3

I'm working in C++11, no Boost. I have a function that takes as input a std::string that contains a series of key-value pairs, delimited with semicolons, and returns an object constructed from the input. All keys are required, but may be in any order.

Here is an example input string:

Top=0;Bottom=6;Name=Foo;

Here's another:

Name=Bar;Bottom=20;Top=10;

There is a corresponding concrete struct:

struct S 
{
    const uint8_t top;
    const uint8_t bottom;
    const string name; 
}

I've implemented the function by repeatedly running a regular expression on the input string, once per member of S, and assigning the captured group of each to the relevant member of S, but this smells wrong. What's the best way to handle this sort of parsing?

Justin R.
  • 23,435
  • 23
  • 108
  • 157
  • What is the regular expression? And why does it seem wrong to you? – David Elson Nov 19 '14 at 00:49
  • 2
    tokenize on `;`, then tokenize on `=` – Red Alert Nov 19 '14 at 00:53
  • My first thought would probably to use find_first_of, but I don't think using a regex smells funny either. – Ryan Hartman Nov 19 '14 at 00:53
  • The regex is along the lines of "Top=([0-9]+)", etc. It seems like it might be wrong, as I'm repeatedly matching against the same string, which seems wasteful. Or maybe it's just fine! I guess I'm thinking that this sort of problem is frequently encountered and has a canonical solution. – Justin R. Nov 19 '14 at 00:55
  • I have a feeling that the answer might be "don't use regex". It just seems implied in the question that you want a regex solution. –  Nov 19 '14 at 00:58
  • Nothing wrong with it besides lower than optimal performance, a more efficient approach would be to parse the string once. Of course these strings will always be short so performance isn't an issue here. The way you do it results in faster code writing and barely takes enough time to be concerned about so I would follow your approach. – ShellFish Nov 19 '14 at 00:59
  • Nothing wrong with that. Could also do something like ([a-zA-Z]+)=([0-9]+); then repeatedly start the next search after the current match, the position of which can be ascertained from the match object. – David Elson Nov 19 '14 at 01:01

2 Answers2

4

For an easy readable solution, you can e.g. use std::regex_token_iterator and a sorted container to distinguish the attribute value pairs (alternatively use an unsorted container and std::sort).

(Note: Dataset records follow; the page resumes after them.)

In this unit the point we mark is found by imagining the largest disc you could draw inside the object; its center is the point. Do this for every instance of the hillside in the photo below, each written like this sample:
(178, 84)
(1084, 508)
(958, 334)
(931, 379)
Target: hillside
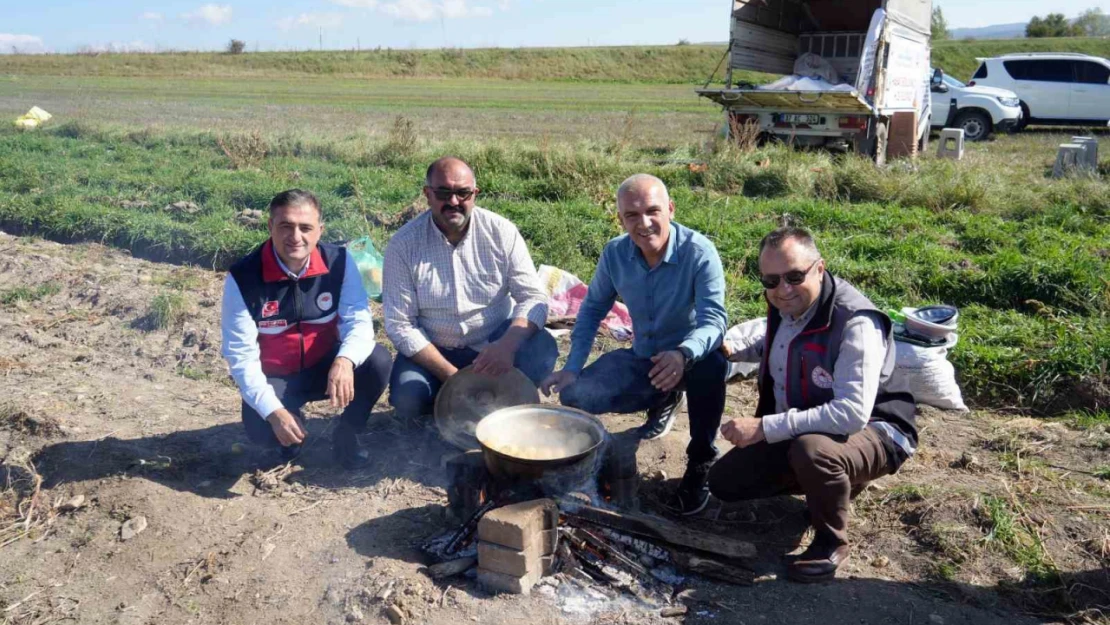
(646, 63)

std::regex r{R"([^;]+;)"};
std::set<std::string> tokens{std::sregex_token_iterator{std::begin(s), std::end(s), r}, std::sregex_token_iterator{}};

Now the attribute value strings are sorted lexicographically in the set tokens, i.e. the first is Bottom, then Name and last Top.

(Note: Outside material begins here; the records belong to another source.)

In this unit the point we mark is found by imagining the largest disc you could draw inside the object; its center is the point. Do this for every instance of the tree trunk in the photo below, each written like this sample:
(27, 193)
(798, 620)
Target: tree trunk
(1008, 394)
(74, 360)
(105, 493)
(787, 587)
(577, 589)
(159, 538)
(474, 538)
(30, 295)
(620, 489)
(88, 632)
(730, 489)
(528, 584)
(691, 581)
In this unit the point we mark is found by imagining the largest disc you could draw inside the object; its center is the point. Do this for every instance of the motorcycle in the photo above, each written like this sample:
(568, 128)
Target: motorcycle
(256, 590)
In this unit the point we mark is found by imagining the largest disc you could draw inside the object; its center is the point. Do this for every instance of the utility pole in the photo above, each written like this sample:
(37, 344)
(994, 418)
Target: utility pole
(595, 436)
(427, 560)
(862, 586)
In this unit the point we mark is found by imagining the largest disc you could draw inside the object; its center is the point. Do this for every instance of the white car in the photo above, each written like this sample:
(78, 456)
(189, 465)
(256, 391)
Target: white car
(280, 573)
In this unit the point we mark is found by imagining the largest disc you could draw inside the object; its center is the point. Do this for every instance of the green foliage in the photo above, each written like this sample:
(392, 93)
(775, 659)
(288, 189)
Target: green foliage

Lastly use a simple std::string::find and std::string::substr to extract the desired parts of the string.

Live example

Felix Glas
  • 15,065
  • 7
  • 53
  • 82
1

Do you care about performance or readability? If readability is good enough, then pick your favorite version of split from this question and away we go:

std::map<std::string, std::string> tag_map;

for (const std::string& tag : split(input, ';')) {
    auto key_val = split(input, '=');
    tag_map.insert(std::make_pair(key_val[0], key_val[1]));
}


S s{std::stoi(tag_map["top"]),
    std::stoi(tag_map["bottom"]),
    tag_map["name"]};
Community
  • 1
  • 1
Barry
  • 286,269
  • 29
  • 621
  • 977